そして京都ではなんと「下絵」も見ることができたのですが(京都だけ!♡)、『新富町』には本番には無い花売りが描かれてて、わー!ってなりました。
バランスを見て消されたのだと思うのですが、なるほどこの絵は今ちょうど雨が降ってきたところやったんかと、雨が降ってしばらく経っているのなら花売りはどこかの軒先で雨宿りしているはず。芸者さんは急いで傘をさしたところやったんやということに初めて気づけました。
少し風が強くてそれに向かって傘を斜めにしているのかと思ってたけど、傘をさしている仕草だと思うとまた見え方が変わってくる。いずれにしても所作の美しさが際立つ作品。ほんまに綺麗な絵や。
先生の
「かをりの高い絵を作りたい、作りたいより自ら生れるやうになりたい」
(「かおり」昭和9年1月『鏑木清方文集八 随時随感』)
って言葉、素敵すぎません?先生のルーツから生まれたこの3部作はまさにそんな言葉を体現した作品だと思いました。
ちなみに京都では『新富町』の横に樋口一葉を描いた『一葉』(1940)が展示されてたのですが、この作品には「たけくらべ」に出てくる美登利が信如に切れた鼻緒の代わりに使いなって投げつけた紅葉柄の友禅の古裂を彷彿させるような布がしれっと描かれてるのですが、『新富町』の芸者の襦袢も同じ柄じゃない!!?!なにこれ意図的なん?!
美登利は吉原の遊女になったから芸者とはまた違うし…ということは樋口一葉ラブの清方先生的にこの新富芸者に一葉みたいな強い女性像を重ね合わせたんやろうか…。
妄想は膨らむ。。オタク歓喜のいい並びでした(笑)
と先生が「生活」が好きなのは分かりましたが遠藤はやっぱり物語、歌舞伎を描いた絵が好きなのです!!!!!!!!!!「安珍清姫伝説」が大好き!!!!!「娘道成寺」が大好き!!!!!とことあるごとに叫んでいますが、先生、いっぱい描いてくれてる!!!!!!嬉しすぎて死ぬ!!!!!!先生と遠藤は仲良し!!!!!(違う)

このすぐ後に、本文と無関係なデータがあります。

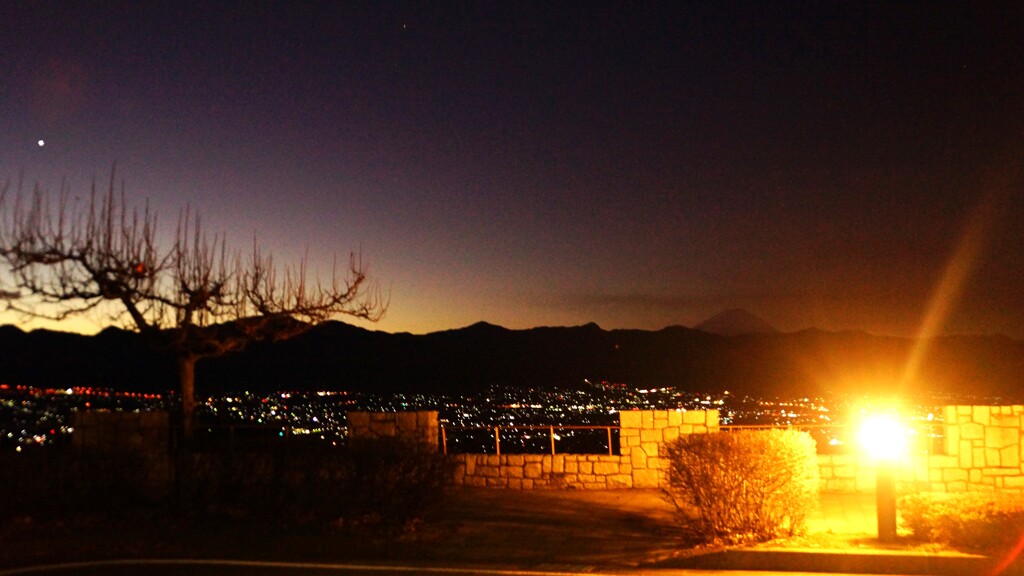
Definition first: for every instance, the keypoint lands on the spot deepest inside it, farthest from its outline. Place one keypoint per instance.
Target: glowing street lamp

『春の夜のうらみ(1922)』、『京鹿子娘道成寺(1928)』、『道成寺 鷺娘(1929)』、『鐘供養(1934)』、『春宵怨(1951)』全部見たったで…ぜぇぜぇ…。
そして一番のお目当て、福富太郎コレクションの『道成寺(山づくし)鷺娘(1920)』よ…。ねぇ、これほんまにすごかった…。
私が大富豪でこの絵を所有できたとするならばこの屏風絵の前でお酒を呑みながら一生もう家から出ない。絵にとり憑かれた狂ったコレクターが発見された時には骨になってたみたいな怪奇小説に出てきそうな登場人物になりかねないほどの魔力があるように思いました。
白拍子花子自体がやば中のやばキャラクターなのですが、それをこんな風に描けるのもうやばすぎるよ…(語彙力)。蛇のように振袖の袂や裾が波打ち、羯鼓を打ちながら体を反らせているポージングで何作か描かれてるのでより良い表現を模索されていたと思うのですが、ジロリとこちらを見るこのやば目で描かれたのはこの作品だけ。
先生の他の作品で『妖魚』とか『微酔』とか目にぐっと惹き込まれるものもありますが、この白拍子花子の目には特別驚かされました。
凄まじい怨みと愛、そして若い女性から大人に変化していく片鱗までもが感じられる。先生の黒目ってはっきり描かれてなくてぼわ〜って滲みで表現されてるのですが、そこに潤みが感じられるのでなんだかもうドギマギしてしまうんですよね…。
はぁ、もう虜です。清方先生の作品の中で一番好きな作品になりました。
ちなみにこの屏風絵、2曲1双で鷺娘と対になってるのですが、鷺娘の方は白い雪がしんしんと降り、娘道成寺の方は白い桜の花びらががはらりと舞い散っていてその共鳴も素晴らしいです。贅沢な作品だ。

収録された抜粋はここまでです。